Cette dangereuse évolution aurait pu être endiguée si Sharon avait négocié avec Mahmoud Abbas, le successeur d'Arafat, le retrait israélien hors de la bande de Gaza. Mais le Premier ministre de droite appliqua au territoire palestinien le même unilatéralisme qui avait été celui de son prédécesseur travailliste, Ehud Barak, lors du retrait israélien hors du Liban, en mai 2000. De même que le retrait unilatéral de Barak profita alors au Hezbollah libanais, le retrait unilatéral de Sharon, en septembre 2005, fit le lit du Hamas palestinien.

On connaît la suite: la victoire du Hamas aux élections de janvier 2006, plus par rejet du Fatah que par adhésion positive; la prise de contrôle de la bande de Gaza par le Hamas en juin 2007; "Hiver chaud" en février 2008, "Plomb durci" en décembre 2008, "Pilier de Défense" en novembre 2012, toutes offensives israéliennes vouées par Tsahal à "écraser" le Hamas.
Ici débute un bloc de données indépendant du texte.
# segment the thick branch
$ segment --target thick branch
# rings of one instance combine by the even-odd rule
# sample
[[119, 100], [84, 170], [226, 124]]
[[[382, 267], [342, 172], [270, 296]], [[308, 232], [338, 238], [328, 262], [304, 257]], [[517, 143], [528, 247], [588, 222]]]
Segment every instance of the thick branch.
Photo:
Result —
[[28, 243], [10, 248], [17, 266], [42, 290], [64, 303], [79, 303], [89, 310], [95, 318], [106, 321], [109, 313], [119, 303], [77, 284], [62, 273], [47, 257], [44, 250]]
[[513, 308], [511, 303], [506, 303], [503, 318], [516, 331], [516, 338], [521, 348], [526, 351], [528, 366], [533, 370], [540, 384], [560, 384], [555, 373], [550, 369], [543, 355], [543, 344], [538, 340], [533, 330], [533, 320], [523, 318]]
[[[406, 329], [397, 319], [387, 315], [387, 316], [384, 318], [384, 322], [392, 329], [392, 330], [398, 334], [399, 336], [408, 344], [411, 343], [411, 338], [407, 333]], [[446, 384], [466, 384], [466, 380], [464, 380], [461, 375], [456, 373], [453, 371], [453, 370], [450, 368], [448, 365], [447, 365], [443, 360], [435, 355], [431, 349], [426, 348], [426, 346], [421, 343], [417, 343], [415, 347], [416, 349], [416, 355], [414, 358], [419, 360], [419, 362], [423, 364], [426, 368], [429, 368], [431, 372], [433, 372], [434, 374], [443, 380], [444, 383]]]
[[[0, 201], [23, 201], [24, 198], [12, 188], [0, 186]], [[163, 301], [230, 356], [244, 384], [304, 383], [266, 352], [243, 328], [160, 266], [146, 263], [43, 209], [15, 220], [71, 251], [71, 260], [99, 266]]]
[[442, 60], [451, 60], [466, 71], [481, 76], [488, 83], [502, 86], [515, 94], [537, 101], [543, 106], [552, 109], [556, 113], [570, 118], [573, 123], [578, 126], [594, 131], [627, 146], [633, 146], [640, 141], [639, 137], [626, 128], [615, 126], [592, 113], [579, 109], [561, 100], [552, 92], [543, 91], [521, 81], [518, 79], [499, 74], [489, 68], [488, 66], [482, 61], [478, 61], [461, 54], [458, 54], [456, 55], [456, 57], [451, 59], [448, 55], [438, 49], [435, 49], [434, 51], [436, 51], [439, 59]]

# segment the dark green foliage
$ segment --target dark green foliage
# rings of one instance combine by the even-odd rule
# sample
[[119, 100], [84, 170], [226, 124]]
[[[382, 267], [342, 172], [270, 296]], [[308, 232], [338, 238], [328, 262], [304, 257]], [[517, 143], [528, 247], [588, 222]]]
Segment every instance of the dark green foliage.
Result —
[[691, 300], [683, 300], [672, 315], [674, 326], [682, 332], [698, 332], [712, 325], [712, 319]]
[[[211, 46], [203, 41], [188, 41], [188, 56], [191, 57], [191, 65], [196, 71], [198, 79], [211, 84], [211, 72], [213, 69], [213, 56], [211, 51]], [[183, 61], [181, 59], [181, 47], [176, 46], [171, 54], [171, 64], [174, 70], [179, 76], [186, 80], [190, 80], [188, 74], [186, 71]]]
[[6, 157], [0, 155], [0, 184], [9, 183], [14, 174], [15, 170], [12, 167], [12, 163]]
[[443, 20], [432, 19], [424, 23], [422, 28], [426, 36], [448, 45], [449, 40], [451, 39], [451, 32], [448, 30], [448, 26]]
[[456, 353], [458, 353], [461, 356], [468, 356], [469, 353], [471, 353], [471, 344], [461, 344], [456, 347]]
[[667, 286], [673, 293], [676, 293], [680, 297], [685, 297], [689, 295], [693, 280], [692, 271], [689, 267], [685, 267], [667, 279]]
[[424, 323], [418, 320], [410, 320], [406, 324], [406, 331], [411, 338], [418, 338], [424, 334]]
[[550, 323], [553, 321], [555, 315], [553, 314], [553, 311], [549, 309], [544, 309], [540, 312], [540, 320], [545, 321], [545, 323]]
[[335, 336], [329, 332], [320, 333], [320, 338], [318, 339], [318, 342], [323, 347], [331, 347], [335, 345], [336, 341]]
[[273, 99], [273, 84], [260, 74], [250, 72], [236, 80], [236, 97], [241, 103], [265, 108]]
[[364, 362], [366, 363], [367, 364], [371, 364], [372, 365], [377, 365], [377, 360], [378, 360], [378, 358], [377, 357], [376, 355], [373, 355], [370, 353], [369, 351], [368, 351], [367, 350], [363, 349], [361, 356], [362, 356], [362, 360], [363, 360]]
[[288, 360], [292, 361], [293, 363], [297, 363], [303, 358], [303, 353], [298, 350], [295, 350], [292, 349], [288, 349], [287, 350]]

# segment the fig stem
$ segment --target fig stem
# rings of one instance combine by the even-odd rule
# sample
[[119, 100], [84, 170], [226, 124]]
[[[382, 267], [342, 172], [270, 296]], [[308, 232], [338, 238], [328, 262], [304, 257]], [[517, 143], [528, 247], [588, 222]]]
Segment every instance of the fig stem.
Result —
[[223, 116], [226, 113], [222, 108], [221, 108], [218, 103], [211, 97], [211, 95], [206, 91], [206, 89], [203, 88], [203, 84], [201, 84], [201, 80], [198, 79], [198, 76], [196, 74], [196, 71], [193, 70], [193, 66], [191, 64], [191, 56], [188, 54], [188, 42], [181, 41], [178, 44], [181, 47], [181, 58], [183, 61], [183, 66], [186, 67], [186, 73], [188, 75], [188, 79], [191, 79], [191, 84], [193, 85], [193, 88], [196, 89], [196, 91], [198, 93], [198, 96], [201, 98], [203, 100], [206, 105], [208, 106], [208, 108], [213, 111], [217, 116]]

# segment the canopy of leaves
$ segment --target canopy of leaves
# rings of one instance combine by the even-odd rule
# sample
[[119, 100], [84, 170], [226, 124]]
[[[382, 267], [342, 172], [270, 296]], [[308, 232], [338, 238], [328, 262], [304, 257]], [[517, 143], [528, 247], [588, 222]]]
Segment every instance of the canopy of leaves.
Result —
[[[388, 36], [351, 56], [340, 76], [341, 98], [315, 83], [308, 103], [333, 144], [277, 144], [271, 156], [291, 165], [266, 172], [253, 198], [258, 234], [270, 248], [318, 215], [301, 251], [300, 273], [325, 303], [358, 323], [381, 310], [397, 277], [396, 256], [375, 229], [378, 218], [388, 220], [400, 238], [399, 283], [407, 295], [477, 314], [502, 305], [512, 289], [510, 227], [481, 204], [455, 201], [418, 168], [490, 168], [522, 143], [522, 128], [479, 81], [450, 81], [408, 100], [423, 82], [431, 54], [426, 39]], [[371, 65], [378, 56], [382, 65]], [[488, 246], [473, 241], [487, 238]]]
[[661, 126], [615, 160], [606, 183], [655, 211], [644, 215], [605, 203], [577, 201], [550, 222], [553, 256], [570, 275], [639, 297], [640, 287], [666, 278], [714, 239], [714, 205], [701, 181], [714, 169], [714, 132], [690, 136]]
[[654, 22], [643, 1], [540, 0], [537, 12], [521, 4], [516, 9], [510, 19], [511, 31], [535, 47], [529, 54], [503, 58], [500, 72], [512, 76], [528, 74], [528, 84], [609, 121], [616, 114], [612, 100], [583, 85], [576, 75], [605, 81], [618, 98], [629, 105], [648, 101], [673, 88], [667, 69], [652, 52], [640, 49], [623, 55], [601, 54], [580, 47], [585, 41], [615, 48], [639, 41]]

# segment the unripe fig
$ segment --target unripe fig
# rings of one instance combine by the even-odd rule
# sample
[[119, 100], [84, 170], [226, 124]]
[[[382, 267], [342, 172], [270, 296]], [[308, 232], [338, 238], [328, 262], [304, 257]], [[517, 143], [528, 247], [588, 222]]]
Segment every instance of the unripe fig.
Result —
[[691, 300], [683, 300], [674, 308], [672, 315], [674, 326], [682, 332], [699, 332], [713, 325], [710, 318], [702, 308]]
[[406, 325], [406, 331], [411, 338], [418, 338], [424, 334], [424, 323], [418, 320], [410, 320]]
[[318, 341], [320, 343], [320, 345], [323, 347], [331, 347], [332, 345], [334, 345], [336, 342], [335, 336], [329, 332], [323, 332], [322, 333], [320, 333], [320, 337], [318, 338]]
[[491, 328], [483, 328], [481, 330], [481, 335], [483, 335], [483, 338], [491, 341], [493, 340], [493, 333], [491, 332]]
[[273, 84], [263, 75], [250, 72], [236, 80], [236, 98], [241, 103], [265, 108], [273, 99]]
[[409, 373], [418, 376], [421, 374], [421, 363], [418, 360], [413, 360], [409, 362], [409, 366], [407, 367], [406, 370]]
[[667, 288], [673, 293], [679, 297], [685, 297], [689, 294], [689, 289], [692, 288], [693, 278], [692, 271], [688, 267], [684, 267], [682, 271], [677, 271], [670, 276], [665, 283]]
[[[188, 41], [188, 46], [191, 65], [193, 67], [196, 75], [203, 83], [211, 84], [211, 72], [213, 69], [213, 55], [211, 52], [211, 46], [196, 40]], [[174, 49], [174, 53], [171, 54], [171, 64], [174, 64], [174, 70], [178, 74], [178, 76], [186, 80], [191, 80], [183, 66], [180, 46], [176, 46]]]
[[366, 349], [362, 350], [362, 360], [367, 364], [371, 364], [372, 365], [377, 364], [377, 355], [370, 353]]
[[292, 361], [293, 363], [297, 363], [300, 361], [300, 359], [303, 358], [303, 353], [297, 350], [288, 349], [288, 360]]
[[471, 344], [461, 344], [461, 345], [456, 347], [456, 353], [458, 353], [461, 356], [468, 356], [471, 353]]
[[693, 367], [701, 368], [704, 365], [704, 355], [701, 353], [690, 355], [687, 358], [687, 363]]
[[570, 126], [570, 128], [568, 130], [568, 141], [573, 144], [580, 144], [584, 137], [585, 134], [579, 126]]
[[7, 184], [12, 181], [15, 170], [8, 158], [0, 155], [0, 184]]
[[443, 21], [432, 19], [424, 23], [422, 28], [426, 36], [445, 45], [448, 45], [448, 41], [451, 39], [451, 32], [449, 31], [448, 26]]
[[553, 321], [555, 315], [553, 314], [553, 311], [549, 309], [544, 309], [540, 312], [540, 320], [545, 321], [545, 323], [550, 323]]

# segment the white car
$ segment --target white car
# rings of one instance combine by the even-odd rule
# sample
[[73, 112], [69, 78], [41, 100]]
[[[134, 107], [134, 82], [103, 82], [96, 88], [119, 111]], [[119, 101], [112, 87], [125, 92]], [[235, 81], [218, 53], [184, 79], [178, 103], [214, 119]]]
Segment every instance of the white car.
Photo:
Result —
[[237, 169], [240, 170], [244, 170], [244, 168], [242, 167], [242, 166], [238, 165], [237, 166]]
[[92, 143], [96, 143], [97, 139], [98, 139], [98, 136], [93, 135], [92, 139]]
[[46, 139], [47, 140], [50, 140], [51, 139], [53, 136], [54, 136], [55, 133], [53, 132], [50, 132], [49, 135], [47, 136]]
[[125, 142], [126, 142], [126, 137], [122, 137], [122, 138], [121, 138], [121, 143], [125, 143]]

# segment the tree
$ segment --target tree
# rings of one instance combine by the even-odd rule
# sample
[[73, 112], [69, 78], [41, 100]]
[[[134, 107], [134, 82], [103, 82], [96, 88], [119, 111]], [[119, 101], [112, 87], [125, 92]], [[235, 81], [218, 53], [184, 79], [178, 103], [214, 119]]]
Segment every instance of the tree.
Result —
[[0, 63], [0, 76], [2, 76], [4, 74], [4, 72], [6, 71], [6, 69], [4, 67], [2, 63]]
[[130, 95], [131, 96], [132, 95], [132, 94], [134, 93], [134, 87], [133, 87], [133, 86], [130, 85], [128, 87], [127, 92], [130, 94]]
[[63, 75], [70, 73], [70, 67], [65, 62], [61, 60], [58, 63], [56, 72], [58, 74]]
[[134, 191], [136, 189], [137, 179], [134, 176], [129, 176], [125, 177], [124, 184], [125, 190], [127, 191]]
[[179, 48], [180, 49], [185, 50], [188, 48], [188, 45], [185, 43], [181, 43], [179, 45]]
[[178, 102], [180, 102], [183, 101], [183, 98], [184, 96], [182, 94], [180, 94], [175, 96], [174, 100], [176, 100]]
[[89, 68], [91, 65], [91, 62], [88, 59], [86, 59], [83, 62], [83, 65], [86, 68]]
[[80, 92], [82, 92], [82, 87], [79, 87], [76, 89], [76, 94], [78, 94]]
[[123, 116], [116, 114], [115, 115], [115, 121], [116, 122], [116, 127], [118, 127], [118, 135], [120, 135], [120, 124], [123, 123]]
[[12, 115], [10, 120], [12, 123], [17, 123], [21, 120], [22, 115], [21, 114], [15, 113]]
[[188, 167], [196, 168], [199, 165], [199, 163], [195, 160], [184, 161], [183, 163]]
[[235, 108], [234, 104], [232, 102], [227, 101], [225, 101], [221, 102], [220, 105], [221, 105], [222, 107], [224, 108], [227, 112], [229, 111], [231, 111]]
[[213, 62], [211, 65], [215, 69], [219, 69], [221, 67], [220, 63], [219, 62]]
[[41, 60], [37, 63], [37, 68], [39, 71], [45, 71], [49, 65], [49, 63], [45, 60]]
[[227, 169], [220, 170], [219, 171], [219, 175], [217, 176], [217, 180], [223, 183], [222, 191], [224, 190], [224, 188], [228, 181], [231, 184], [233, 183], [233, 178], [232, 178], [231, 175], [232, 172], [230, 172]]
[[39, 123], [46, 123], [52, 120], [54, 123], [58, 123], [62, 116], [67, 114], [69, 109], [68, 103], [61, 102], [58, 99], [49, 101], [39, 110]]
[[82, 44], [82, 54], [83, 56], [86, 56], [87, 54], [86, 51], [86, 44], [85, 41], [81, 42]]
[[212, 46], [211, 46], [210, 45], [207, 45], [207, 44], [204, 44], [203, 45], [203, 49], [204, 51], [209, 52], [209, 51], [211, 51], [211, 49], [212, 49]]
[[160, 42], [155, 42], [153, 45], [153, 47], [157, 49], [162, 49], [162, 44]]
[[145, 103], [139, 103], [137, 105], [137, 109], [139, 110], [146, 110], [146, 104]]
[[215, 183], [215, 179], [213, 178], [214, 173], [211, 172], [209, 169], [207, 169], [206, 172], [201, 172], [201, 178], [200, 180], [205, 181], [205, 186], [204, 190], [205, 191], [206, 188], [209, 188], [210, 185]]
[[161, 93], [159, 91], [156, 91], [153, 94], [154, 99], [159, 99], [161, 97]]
Or, aucune de ces offensives n'est parvenue à interrompre les tirs de roquettes sur Israël, dont le territoire est frappé à chaque fois de plus en plus profondément.

Mahmoud Abbas, dont Israël n'a jamais su apprécier pleinement la sagesse, avait pourtant élaboré une solution alternative pour juguler la capacité de nuisance du Hamas. Il s'agissait de réintégrer le mouvement islamiste dans le jeu politique, avec de très fortes chances de vote-sanction contre le Hamas à Gaza en cas d'élections générales.

 

Cette formule avait abouti en avril dernier à la formation d'un gouvernement de technocrates, soutenu par le Fatah et le Hamas. Elle reposait sur un consensus fragile et aurait fort bien pu échouer du fait des pesanteurs palestiniennes. Mais la communauté internationale, Etats-Unis et Union européenne en tête, avait décidé de tenter cette chance. Ce ne fut pas le cas du gouvernement Netanyahou, qui a ciblé le Hamas ces dernières semaines pour mieux mettre à bas l'unité palestinienne.

Israël, fort de cette victoire en trompe-l'œil, prétend maintenant, une fois de plus, "écraser" le Hamas à Gaza. Supposons un instant que, au prix d'un coût humain et politique exorbitant, Tsahal arrive à ses fins déclarées. Sur le champ de ruines que sera devenue la bande de Gaza prolifèreront alors les groupes jihadistes que le Hamas contrôle pour l'heure d'une main de fer.

D'ores et déjà, Ansar Beit Maqdis, un groupe jihadiste égyptien qui s'intitule significativement "les Partisans de Jérusalem", est solidement implanté dans le Sinaï. Ce groupe a prêté allégeance au "calife" Baghdadi et à son "Etat islamique" (qui n'ont pas de mots assez durs pour fustiger les "compromissions" du Hamas avec Israël). L'armée égyptienne, incapable de déloger les commandos djihadistes du Sinaï, s'efforce juste de les y contenir, même si elle n'a pas pu empêcher des attentats majeurs jusqu'au Caire.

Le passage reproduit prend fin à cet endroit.